Add helion x pt2 test (#155513)

oulgen · pytorchmergebot · commit 0e2013a12da9 · 2025-06-11T07:08:06.000Z
This kinda just worked out of the box, shocking. PT2 traced into helion and emitted it as a user defined triton kernel: P1836496774 In the long run, we do not actually want this, but rather to create a helion HOP so we can do fusions etc.
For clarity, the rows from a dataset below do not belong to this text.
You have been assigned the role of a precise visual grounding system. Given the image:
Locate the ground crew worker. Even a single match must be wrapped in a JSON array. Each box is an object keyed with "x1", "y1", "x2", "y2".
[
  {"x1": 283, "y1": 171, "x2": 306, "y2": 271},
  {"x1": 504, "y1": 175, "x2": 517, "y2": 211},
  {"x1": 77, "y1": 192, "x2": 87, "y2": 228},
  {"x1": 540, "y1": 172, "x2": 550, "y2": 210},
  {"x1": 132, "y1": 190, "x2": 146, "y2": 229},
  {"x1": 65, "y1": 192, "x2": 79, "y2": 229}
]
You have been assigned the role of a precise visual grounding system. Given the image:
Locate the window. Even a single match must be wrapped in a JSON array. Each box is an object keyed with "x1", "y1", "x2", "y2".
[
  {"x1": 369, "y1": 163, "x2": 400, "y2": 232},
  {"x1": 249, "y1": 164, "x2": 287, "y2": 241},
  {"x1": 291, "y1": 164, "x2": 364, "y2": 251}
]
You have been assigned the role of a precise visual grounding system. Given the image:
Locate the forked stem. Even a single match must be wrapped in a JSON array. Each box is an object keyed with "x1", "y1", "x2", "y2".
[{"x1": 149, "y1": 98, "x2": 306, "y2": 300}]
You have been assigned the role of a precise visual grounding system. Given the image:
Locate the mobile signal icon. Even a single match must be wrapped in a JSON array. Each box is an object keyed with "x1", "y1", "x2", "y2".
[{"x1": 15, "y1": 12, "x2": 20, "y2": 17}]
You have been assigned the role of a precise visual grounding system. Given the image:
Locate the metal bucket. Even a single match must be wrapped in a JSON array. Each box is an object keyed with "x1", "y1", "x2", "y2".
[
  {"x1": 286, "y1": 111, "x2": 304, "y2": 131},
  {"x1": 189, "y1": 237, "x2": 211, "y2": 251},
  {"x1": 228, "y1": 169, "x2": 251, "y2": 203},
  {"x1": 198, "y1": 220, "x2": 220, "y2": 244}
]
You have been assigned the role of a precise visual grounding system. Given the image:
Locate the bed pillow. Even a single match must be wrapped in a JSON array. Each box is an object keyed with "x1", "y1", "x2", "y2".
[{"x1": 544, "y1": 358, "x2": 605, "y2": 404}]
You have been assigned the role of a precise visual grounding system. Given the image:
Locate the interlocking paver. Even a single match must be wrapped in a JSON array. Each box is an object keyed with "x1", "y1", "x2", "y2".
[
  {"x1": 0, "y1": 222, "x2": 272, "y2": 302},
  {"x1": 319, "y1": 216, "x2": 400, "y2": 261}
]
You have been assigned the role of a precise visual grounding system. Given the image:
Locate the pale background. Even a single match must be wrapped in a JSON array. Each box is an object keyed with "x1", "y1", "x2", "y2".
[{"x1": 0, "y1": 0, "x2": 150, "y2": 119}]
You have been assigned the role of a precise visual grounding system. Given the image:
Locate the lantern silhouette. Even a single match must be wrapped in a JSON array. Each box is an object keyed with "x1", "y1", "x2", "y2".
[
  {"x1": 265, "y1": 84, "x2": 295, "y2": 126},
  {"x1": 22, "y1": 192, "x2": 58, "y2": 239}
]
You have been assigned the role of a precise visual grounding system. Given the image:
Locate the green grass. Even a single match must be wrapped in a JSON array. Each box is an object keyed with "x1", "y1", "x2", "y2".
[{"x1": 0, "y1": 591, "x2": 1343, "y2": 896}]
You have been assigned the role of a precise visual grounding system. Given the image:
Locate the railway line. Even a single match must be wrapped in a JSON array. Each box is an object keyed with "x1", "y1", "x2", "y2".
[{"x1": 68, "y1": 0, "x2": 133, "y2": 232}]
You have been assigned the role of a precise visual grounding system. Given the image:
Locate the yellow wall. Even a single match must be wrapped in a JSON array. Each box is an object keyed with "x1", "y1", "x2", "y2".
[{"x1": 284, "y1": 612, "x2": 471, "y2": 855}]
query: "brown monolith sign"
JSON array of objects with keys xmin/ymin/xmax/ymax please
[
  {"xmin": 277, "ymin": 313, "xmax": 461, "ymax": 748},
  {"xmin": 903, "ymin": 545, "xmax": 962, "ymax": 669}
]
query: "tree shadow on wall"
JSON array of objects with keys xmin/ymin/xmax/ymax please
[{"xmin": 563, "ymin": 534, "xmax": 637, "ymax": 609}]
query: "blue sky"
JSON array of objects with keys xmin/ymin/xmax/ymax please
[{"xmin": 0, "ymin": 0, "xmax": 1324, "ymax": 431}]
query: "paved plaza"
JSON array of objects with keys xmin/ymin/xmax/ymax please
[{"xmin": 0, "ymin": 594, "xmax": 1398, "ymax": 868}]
Pull Request resolved: #155513 Approved by: https://github.com/zou3519, https://github.com/jansel
diff --git a/.ci/docker/common/install_triton.sh b/.ci/docker/common/install_triton.sh
@@ -98,3 +98,6 @@ fi
 if [ -n "${NUMPY_VERSION}" ]; then
   pip_install "numpy==${NUMPY_VERSION}"
 fi
+if [[ "$ANACONDA_PYTHON_VERSION" != 3.9* ]]; then
+  pip_install helion
+fi
diff --git a/test/inductor/test_helion_kernels.py b/test/inductor/test_helion_kernels.py
@@ -0,0 +1,49 @@
+# Owner(s): ["module: inductor"]
+import torch
+from torch._inductor.test_case import run_tests, TestCase
+from torch.testing._internal.common_utils import instantiate_parametrized_tests
+from torch.testing._internal.inductor_utils import GPU_TYPE, HAS_HELION, requires_helion
+
+
+if HAS_HELION:
+    import helion
+    import helion.language as hl
+
+
+class HelionTests(TestCase):
+    @requires_helion()
+    def test_add_kernel(self):
+        @helion.kernel(config=helion.Config(block_sizes=[1, 2]))
+        def add(x: torch.Tensor, y: torch.Tensor) -> torch.Tensor:
+            # match pytorch broadcasting rules
+            x, y = torch.broadcast_tensors(x, y)
+            out = torch.empty(
+                x.shape,
+                # match type promotion of torch.add
+                dtype=torch.promote_types(x.dtype, y.dtype),
+                device=x.device,
+            )
+            # tile will be a tuple of blocks
+            for tile in hl.tile(out.size()):
+                out[tile] = x[tile] + y[tile]
+            return out
+
+        def f(x: torch.Tensor, y: torch.Tensor) -> torch.Tensor:
+            return add(x, y)
+
+        x = torch.randn(4, 8, device=GPU_TYPE, dtype=torch.float16)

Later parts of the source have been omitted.